う~ん、せっかくだからDeepSeekも見てみよう。

・・・ん?ずいぶん、時間がかかるな。

DeepSeek
以下にSQLite用のテーブル作成SQLを示します。マスタテーブルを活用した正規化された設計になっています。
・・(略)・・

テーブル数はPerplexityと同じだもん。

そうだな。ただ、構造が違う。

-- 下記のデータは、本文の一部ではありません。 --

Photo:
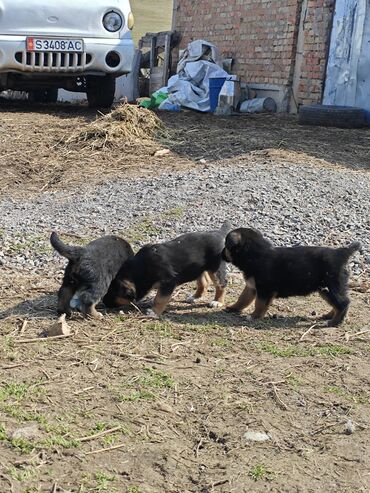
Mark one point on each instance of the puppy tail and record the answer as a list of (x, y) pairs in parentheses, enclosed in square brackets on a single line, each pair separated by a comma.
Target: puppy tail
[(226, 228), (351, 249), (70, 252)]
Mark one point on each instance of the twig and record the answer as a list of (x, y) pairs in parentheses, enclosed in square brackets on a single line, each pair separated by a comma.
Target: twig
[(10, 367), (23, 328), (98, 435), (42, 339), (308, 331), (200, 443), (325, 427), (100, 451), (277, 398), (175, 394), (86, 389), (348, 336)]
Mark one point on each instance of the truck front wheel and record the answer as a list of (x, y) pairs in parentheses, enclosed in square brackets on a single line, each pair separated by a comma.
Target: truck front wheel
[(100, 91)]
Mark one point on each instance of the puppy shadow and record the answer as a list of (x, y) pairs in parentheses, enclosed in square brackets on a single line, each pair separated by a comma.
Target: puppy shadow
[(223, 319), (36, 308)]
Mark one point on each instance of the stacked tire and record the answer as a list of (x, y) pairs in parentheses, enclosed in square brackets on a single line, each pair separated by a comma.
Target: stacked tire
[(332, 116)]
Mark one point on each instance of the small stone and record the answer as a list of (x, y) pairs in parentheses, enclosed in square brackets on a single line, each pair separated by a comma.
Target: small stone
[(161, 152), (350, 427), (256, 436), (29, 432), (59, 328)]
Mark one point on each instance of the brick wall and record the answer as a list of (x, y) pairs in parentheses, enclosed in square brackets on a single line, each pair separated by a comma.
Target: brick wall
[(262, 37)]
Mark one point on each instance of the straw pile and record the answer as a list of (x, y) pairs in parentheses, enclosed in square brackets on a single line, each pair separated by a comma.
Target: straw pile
[(126, 123)]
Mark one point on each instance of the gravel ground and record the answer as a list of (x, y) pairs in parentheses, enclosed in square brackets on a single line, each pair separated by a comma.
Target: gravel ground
[(289, 204)]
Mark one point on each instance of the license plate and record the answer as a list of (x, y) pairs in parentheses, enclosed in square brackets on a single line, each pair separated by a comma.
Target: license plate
[(55, 44)]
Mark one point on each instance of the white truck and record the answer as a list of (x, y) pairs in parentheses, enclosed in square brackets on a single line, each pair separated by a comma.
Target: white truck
[(77, 45)]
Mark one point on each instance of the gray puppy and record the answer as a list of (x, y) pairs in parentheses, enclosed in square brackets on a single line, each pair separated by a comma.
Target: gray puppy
[(89, 272)]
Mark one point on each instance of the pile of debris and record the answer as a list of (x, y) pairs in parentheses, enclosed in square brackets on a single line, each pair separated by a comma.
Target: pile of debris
[(203, 82), (132, 124)]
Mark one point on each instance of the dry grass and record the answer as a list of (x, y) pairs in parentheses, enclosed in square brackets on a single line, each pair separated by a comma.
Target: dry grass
[(134, 125)]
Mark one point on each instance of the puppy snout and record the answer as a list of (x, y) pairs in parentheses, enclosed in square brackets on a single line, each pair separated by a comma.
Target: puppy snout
[(225, 255)]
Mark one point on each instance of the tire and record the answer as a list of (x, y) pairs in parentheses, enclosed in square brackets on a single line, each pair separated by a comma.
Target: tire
[(44, 95), (332, 116), (100, 91)]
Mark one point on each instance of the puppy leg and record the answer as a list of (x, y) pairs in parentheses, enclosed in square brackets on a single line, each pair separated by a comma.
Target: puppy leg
[(202, 285), (65, 294), (91, 311), (260, 308), (161, 300), (339, 300), (328, 316), (219, 279), (245, 299)]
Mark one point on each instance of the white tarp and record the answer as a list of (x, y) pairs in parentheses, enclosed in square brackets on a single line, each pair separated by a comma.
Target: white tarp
[(190, 87)]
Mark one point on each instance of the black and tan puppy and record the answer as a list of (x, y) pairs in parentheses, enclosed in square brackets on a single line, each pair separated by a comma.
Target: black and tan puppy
[(90, 271), (279, 272), (164, 266)]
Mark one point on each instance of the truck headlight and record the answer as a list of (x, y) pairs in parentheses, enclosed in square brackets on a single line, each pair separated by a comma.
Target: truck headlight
[(112, 21)]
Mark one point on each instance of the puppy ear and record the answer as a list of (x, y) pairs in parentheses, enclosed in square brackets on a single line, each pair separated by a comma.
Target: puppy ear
[(233, 239)]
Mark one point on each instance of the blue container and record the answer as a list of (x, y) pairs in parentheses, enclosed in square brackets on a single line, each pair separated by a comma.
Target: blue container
[(215, 86)]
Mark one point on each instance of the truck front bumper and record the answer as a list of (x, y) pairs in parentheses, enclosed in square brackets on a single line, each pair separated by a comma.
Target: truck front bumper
[(101, 56)]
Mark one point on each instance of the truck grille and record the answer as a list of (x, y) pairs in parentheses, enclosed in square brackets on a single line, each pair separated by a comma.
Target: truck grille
[(52, 62)]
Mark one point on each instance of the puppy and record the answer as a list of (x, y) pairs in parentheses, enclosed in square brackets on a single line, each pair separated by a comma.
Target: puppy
[(273, 272), (89, 272), (164, 266)]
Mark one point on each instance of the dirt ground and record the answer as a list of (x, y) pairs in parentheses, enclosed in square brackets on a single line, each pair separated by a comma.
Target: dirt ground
[(133, 405)]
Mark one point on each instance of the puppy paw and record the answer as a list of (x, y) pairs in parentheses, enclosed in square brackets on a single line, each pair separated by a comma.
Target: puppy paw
[(215, 304), (151, 314), (231, 309), (191, 299)]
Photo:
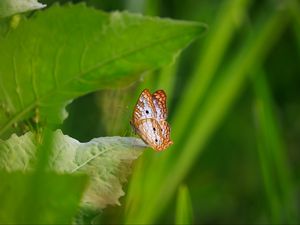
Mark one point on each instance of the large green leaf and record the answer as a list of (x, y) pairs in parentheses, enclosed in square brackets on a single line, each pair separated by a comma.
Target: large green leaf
[(64, 52), (106, 160), (10, 7)]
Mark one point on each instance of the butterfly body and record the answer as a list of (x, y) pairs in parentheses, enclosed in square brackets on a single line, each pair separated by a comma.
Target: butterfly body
[(149, 119)]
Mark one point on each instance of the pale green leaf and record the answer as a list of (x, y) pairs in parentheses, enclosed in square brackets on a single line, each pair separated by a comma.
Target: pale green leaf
[(65, 52), (107, 160), (10, 7)]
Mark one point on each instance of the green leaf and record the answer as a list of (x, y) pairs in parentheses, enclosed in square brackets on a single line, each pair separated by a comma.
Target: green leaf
[(65, 52), (184, 209), (106, 160), (54, 201), (10, 7)]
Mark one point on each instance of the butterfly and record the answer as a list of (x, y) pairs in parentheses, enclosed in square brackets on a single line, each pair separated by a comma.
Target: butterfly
[(149, 119)]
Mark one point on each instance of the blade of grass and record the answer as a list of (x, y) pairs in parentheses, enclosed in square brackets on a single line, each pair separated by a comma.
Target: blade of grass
[(217, 41), (273, 157), (216, 44), (184, 209), (213, 112)]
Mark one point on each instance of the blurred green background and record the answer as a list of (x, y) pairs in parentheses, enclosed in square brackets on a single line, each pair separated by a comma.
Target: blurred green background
[(234, 109)]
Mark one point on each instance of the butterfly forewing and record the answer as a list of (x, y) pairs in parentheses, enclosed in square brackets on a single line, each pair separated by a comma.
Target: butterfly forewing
[(159, 101), (144, 108)]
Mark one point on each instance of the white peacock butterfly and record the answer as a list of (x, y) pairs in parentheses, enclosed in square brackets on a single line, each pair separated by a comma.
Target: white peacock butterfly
[(149, 119)]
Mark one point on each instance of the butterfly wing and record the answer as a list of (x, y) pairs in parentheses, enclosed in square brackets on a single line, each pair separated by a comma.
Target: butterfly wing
[(144, 108), (159, 101), (155, 134), (149, 117), (165, 132), (150, 131)]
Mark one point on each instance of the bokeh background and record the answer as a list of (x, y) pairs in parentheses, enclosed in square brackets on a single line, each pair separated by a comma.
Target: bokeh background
[(234, 109)]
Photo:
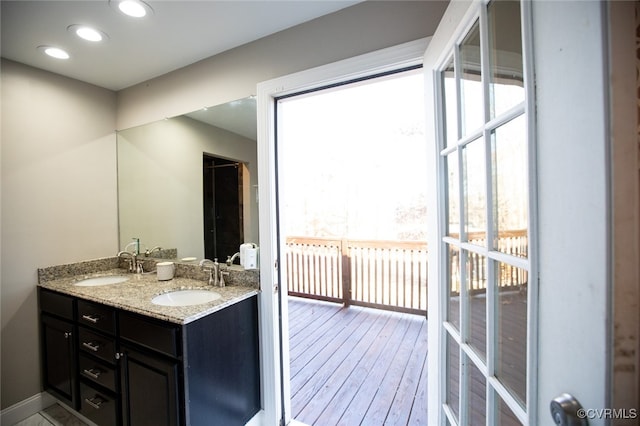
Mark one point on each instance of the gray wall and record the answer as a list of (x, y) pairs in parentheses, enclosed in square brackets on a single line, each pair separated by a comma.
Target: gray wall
[(59, 158), (58, 199)]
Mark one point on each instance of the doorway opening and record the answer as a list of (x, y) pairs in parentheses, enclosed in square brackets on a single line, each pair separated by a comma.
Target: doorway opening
[(223, 207), (352, 209)]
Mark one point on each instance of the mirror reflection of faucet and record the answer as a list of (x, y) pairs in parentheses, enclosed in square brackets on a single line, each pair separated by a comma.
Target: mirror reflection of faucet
[(215, 274)]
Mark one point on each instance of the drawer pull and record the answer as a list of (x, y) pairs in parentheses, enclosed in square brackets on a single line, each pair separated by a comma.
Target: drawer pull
[(92, 346), (94, 373), (95, 402), (91, 318)]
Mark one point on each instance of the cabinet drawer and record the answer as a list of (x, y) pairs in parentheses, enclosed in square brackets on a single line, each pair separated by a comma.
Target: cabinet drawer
[(56, 303), (97, 344), (156, 335), (98, 372), (98, 316), (98, 406)]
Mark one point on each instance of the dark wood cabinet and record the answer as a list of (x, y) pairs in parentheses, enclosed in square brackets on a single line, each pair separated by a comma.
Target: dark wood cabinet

Perplexityの時に指摘した高校と学科、大学と学部のリレーションがクリアされているな。

確かに高校と学科が線で結ばれている!

ただ、高校のカラムの中に入学年があるから高校はマスタにはならないな。
入学年・数を高校年度別情報に入れれば、マスタ化出来るのに。

それにリレーションが冗長的な部分とそうでない部分がある。
これは意図的なのかはわからんが。

どういうこと?

進学実績には高校IDと学科IDが両方ともあるよな?
でも、学科年度別には学科IDしか存在しない。
高校と学科が0対多であれば、高校IDが必要だし、
1対多なら高校IDは不要のはず。
片方だけっていうのはちょっと気持ち悪い。
まぁ、あえて冗長構成にする場合もあるから、
一概には言えないけど。

う~ん、難しいもん。

まとめ

AI良かった点悪かった点
Geminiシンプルな構成
リレーションは問題なし
命名規則が冗長
マスタ化されていなので拡張性×
Perplexy各要素がマスタ化されている
拡張性は最も高い
マスタ間の親子構成がない
ChatGPT大学・高校がマスタ化されている
リレーションも問題なし
学部・学科はマスタ化されていない
DeepSeek高校以外の各要素はマスタ化されている
親子構造も問題ない
高校のみマスタ化されていない
一部、リレーションの冗長化あり

今後の拡張性を考えると高校・大学のマスタ化は必須!
学部・学科は悩むけど、マスタ化するなら親子構造は持ちたい。
そう考えるとコレ!ってのはないけど。

  • 必須である高校・大学のマスタ化を行っている
  • カラムの命名に冗長的な部分がない
  • 構造的に問題がない

あたりを考慮してChatGPTメインで考えたいと思う。

実際のテーブル作成は次回以降行います。